I think the point is if you really have big data then it makes sense, but many shops add huge cost and complexity to projects where simpler tools would be more than adequate.

luckydata 9 years ago
It's the tooling, not the size of the data. Using "big data ecosystem" tools allows you to use all kinds of useful things like Airflow for pipeline processing, Presto to query the data, Spark for enrichment and machine learning etc... all of that without moving the data, which simplifies greatly metadata management which has to be done if you're serious about things like data provenance and quality.
- xorgar831 9 years ago
  
  A SQL db + Tableau are vastly more powerful and mature than those tools, they just can't do "big data", that's all.
  
  1 reply →
- qwertyuiop924 9 years ago
  
  ...and how often do you need to do all that to a dataset?
ende 9 years ago

That's definitely true too.

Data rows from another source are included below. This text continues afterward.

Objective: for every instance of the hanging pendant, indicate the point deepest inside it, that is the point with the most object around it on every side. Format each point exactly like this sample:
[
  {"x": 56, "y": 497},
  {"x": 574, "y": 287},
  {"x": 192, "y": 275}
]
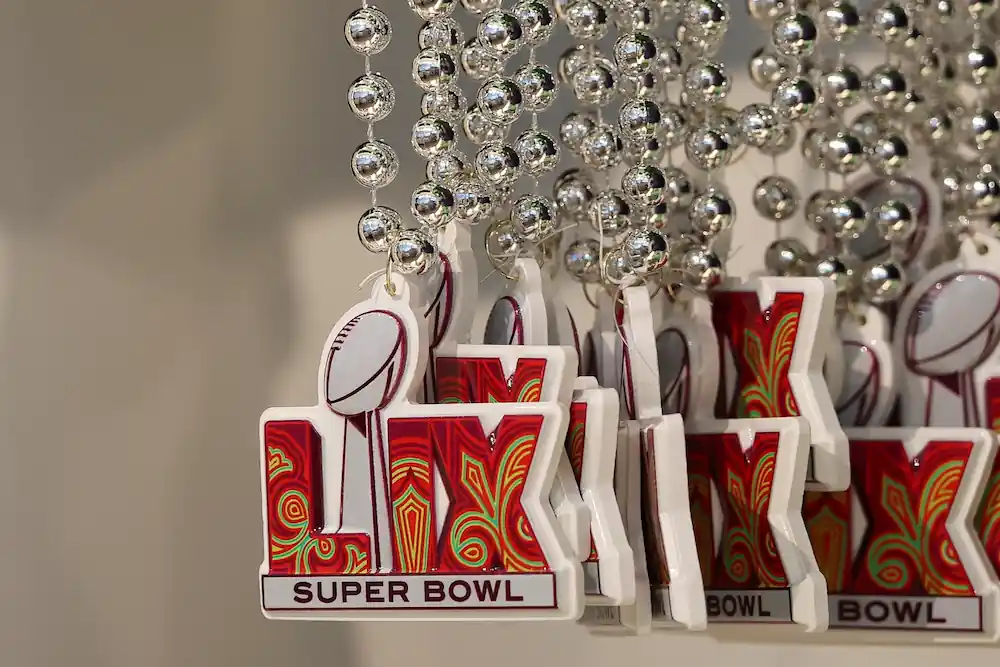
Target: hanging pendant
[
  {"x": 366, "y": 506},
  {"x": 898, "y": 548}
]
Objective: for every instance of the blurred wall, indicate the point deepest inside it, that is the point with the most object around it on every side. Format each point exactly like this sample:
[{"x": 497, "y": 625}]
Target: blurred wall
[{"x": 176, "y": 239}]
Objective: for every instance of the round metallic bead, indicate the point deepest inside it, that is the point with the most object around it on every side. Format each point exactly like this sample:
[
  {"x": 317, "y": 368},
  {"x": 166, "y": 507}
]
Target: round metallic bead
[
  {"x": 640, "y": 120},
  {"x": 477, "y": 62},
  {"x": 368, "y": 30},
  {"x": 536, "y": 19},
  {"x": 635, "y": 53},
  {"x": 500, "y": 33},
  {"x": 432, "y": 137},
  {"x": 533, "y": 218},
  {"x": 776, "y": 198},
  {"x": 766, "y": 69},
  {"x": 602, "y": 149},
  {"x": 840, "y": 270},
  {"x": 573, "y": 191},
  {"x": 840, "y": 20},
  {"x": 883, "y": 282},
  {"x": 794, "y": 34},
  {"x": 479, "y": 130},
  {"x": 433, "y": 205},
  {"x": 609, "y": 214},
  {"x": 433, "y": 69},
  {"x": 787, "y": 257},
  {"x": 895, "y": 220},
  {"x": 538, "y": 152},
  {"x": 645, "y": 251},
  {"x": 448, "y": 103},
  {"x": 706, "y": 82},
  {"x": 413, "y": 252},
  {"x": 888, "y": 155},
  {"x": 498, "y": 164},
  {"x": 378, "y": 227},
  {"x": 587, "y": 20},
  {"x": 500, "y": 100},
  {"x": 576, "y": 126},
  {"x": 594, "y": 83},
  {"x": 371, "y": 97},
  {"x": 374, "y": 164},
  {"x": 442, "y": 34},
  {"x": 583, "y": 261},
  {"x": 644, "y": 185},
  {"x": 711, "y": 213},
  {"x": 538, "y": 85},
  {"x": 795, "y": 97}
]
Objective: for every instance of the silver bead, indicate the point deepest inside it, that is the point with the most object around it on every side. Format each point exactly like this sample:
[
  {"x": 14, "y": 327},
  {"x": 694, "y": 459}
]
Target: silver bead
[
  {"x": 635, "y": 53},
  {"x": 573, "y": 191},
  {"x": 644, "y": 185},
  {"x": 538, "y": 152},
  {"x": 500, "y": 100},
  {"x": 537, "y": 22},
  {"x": 481, "y": 131},
  {"x": 639, "y": 120},
  {"x": 432, "y": 137},
  {"x": 378, "y": 227},
  {"x": 433, "y": 205},
  {"x": 711, "y": 213},
  {"x": 794, "y": 34},
  {"x": 841, "y": 86},
  {"x": 576, "y": 126},
  {"x": 371, "y": 97},
  {"x": 794, "y": 97},
  {"x": 886, "y": 87},
  {"x": 473, "y": 201},
  {"x": 447, "y": 167},
  {"x": 430, "y": 9},
  {"x": 673, "y": 126},
  {"x": 839, "y": 270},
  {"x": 617, "y": 270},
  {"x": 442, "y": 34},
  {"x": 701, "y": 269},
  {"x": 368, "y": 30},
  {"x": 787, "y": 257},
  {"x": 583, "y": 261},
  {"x": 448, "y": 103},
  {"x": 840, "y": 20},
  {"x": 883, "y": 282},
  {"x": 645, "y": 250},
  {"x": 678, "y": 189},
  {"x": 706, "y": 82},
  {"x": 498, "y": 164},
  {"x": 776, "y": 198},
  {"x": 413, "y": 252},
  {"x": 846, "y": 218},
  {"x": 708, "y": 147},
  {"x": 587, "y": 20},
  {"x": 538, "y": 85},
  {"x": 433, "y": 69},
  {"x": 594, "y": 84},
  {"x": 602, "y": 149},
  {"x": 374, "y": 164},
  {"x": 894, "y": 220},
  {"x": 502, "y": 245},
  {"x": 888, "y": 155},
  {"x": 500, "y": 33},
  {"x": 477, "y": 62},
  {"x": 609, "y": 216},
  {"x": 533, "y": 218}
]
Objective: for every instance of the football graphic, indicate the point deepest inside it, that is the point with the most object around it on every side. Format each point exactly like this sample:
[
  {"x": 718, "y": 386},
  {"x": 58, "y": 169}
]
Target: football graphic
[{"x": 366, "y": 363}]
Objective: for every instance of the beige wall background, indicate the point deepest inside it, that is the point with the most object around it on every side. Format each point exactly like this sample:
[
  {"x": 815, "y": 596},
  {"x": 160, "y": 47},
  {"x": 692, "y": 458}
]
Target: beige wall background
[{"x": 176, "y": 238}]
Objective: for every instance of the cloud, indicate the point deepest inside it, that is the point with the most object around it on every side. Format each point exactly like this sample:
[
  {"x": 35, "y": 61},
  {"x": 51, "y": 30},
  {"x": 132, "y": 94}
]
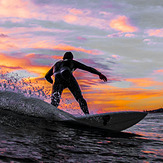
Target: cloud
[
  {"x": 158, "y": 71},
  {"x": 155, "y": 32},
  {"x": 3, "y": 35},
  {"x": 17, "y": 8},
  {"x": 144, "y": 82},
  {"x": 64, "y": 47},
  {"x": 121, "y": 23},
  {"x": 12, "y": 63}
]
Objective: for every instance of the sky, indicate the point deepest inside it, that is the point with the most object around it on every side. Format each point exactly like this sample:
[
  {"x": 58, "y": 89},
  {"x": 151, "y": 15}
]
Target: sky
[{"x": 122, "y": 39}]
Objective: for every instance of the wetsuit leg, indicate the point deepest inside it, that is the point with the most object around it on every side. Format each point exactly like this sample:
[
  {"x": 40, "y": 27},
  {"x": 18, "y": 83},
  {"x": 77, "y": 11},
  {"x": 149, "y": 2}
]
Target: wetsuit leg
[
  {"x": 56, "y": 94},
  {"x": 75, "y": 90}
]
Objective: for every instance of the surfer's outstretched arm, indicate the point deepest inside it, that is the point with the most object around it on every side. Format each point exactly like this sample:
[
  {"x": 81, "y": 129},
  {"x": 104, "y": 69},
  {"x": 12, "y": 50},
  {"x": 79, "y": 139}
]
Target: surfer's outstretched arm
[
  {"x": 91, "y": 70},
  {"x": 48, "y": 76}
]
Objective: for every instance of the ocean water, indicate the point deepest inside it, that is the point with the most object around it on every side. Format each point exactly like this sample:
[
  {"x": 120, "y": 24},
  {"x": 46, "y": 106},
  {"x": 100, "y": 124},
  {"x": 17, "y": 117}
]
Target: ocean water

Being able to accurately assess whether that need will ever exist (or not) early on is invaluable.

elcritch 9 years ago

These are valid points, and I agree many underestimate the cost of retooling and infrastructure. However, I am working on a team of smart engineers, but shell scripting is new to them, much less learning a full Hadoop / spark setup and associated tools. Luckily, you can often have your cake and eat it too: https://apidocs.joyent.com/manta/example-line-count-by-exten... Super useful system so far, and my goal is to allow our team to learn some basic scripting techniques and then run them on our internal cloud using almost identical tooling. Plus things like simple Python scripts are really easy to teach, and with this infrastructure it can scale quickly!

jacques_chester 9 years ago

Day 2 problems don't come to mind during days 0 and 1.

shitgoose 9 years ago
Sometimes they don't come at all.
- shitgoose 9 years ago
  
  That was quote from Austin Powers. And a reference to the fact that Day 2 requirements almost never come.